You should not base any financial decision on this announcement. Acquiring investments to which this announcement relates may expose an investor to a significant risk of losing all of the amount invested.

Persons considering making investments should consult an authorised person specialising in advising on such investments. This announcement does not constitute a recommendation concerning the Ordinary Shares. The value of the Ordinary Shares could decrease as well as increase. Potential investors should consult a professional advisor as to the suitability of any investment in Ordinary Shares for the person concerned. Nothing contained herein constitutes or should be construed as investment, tax, financial, accounting or legal advice or a representation that any investment or strategy is suitable or appropriate to your individual circumstances.

Unless otherwise indicated, market, industry and competitive position data are estimates (and accordingly, approximate) and should be treated with caution. Such information has not been audited or independently verified, nor has the Company ascertained the underlying economic assumptions relied upon therein. Certain data in this announcement, including financial, statistical and operating information has been rounded. As a result, the totals of data presented in this announcement may vary slightly from the actual arithmetic totals of such data. Percentages may have been rounded and accordingly may not add up to 100%.

For the avoidance of doubt, the contents of the Company's website or any other website are not incorporated by reference into, and does not form part of, this announcement.

SP Angel, which is authorised and regulated by the Financial Conduct Authority in the United Kingdom, is acting exclusively for the Company and no-one else in connection with Admission. SP Angel will not regard any other person as its client in relation to Admission and will not be responsible to anyone other than the Company for providing the regulatory protections afforded to its clients, nor for providing advice in relation to the contents of this announcement or any transaction, arrangement or other matter referred to herein.
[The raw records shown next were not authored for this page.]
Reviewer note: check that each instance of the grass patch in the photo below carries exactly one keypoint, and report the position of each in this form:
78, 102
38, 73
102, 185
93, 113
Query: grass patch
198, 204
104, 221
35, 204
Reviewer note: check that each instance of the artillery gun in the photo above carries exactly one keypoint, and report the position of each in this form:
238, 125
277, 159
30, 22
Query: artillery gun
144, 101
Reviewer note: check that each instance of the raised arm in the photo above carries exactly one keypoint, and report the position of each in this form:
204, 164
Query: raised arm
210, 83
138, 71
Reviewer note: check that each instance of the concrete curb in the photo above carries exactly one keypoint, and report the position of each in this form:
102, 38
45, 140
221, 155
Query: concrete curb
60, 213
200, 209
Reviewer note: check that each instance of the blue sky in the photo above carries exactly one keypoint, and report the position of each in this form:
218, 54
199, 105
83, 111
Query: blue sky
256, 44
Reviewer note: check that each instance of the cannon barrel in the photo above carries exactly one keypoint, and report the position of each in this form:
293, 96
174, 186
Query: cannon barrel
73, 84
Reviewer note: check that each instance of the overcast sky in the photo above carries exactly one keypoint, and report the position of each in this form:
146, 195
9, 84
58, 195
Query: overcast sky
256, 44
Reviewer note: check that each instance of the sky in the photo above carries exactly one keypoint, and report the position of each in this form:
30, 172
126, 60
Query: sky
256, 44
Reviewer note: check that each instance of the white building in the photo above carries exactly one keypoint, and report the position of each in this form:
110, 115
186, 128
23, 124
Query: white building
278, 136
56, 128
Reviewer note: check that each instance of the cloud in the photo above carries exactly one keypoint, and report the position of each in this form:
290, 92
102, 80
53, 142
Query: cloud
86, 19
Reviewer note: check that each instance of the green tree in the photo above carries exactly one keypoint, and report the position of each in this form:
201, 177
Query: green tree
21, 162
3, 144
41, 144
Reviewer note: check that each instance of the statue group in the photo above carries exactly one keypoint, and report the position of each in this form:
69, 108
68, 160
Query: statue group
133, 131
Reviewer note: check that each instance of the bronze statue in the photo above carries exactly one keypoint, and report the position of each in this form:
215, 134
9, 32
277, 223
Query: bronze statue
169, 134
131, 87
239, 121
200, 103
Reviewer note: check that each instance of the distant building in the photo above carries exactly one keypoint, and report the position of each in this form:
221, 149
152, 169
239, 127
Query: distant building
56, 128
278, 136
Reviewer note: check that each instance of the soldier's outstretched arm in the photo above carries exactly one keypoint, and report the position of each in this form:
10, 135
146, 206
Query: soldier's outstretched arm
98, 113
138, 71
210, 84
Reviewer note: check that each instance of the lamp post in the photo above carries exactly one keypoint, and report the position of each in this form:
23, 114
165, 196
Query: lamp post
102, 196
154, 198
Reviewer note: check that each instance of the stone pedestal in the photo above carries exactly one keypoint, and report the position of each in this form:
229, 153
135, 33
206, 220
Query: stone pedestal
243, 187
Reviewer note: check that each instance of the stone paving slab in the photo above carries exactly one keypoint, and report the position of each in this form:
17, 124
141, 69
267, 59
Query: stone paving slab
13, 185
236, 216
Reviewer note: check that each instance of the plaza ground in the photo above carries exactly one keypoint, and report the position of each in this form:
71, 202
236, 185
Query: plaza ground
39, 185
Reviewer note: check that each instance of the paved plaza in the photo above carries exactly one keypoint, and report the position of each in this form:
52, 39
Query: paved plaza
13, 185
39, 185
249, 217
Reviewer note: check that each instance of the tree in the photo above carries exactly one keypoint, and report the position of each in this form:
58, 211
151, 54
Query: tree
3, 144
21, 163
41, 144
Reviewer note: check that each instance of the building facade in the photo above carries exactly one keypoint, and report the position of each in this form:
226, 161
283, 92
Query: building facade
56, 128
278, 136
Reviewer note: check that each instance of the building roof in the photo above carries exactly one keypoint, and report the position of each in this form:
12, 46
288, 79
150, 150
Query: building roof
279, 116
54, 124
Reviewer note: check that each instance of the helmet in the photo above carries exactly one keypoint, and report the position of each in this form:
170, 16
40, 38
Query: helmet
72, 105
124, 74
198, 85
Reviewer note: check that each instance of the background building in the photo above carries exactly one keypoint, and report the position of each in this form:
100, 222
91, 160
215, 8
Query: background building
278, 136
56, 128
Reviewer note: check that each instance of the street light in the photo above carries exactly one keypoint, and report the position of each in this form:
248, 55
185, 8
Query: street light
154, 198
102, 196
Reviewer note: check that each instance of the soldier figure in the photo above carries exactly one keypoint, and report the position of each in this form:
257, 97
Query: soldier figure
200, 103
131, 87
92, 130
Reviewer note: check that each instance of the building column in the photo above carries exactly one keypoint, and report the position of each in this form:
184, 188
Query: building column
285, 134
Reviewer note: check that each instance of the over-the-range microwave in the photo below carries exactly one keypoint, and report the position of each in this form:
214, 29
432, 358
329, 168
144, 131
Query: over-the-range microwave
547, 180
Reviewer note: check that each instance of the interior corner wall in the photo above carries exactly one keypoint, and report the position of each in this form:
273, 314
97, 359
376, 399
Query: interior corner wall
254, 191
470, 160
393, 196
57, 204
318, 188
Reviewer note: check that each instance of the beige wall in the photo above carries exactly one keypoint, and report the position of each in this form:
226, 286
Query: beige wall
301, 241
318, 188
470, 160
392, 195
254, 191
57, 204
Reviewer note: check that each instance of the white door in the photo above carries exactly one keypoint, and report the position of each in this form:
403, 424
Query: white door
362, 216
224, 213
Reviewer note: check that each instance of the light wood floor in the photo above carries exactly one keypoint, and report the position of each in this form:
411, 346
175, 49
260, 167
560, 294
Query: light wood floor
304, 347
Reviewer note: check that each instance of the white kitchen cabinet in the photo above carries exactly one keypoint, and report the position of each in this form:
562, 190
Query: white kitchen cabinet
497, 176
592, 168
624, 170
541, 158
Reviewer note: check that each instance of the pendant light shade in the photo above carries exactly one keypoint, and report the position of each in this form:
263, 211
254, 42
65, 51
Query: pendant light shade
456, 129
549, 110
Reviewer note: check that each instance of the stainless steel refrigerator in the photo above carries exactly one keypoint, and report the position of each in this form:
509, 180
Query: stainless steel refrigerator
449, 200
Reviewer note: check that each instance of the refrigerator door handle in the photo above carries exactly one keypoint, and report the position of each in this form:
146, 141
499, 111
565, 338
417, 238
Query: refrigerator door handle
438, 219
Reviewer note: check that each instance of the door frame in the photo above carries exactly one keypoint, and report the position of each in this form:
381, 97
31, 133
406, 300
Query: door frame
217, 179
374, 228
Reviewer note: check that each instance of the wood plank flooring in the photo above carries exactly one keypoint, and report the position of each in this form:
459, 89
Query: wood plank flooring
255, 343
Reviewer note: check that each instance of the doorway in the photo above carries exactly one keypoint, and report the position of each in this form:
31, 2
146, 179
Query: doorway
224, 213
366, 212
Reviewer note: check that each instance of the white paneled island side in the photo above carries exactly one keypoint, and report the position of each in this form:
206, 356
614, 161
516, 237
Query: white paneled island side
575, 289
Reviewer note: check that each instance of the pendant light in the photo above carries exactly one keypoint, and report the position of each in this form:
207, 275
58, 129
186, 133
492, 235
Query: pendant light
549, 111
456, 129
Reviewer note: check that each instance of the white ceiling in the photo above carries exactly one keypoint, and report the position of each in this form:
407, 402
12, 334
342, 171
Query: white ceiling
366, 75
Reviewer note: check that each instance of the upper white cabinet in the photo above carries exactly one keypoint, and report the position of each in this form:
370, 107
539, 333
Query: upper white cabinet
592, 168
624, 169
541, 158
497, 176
Neither SP Angel, nor any of its affiliates or any of its directors, officers, employees, advisers, agents or any other person accepts any responsibility or liability whatsoever for, or makes any representation or warranty, express or implied, as to the truth, accuracy, completeness or fairness of the information or opinions contained in this announcement (or whether any information has been omitted from the announcement) or any other information relating to the Company, its subsidiaries or associated companies, whether written, oral or in a visual or electronic form, and howsoever transmitted or made available or for any loss howsoever arising from any use of this announcement or its contents or otherwise arising in connection therewith and any liability therefore is expressly disclaimed.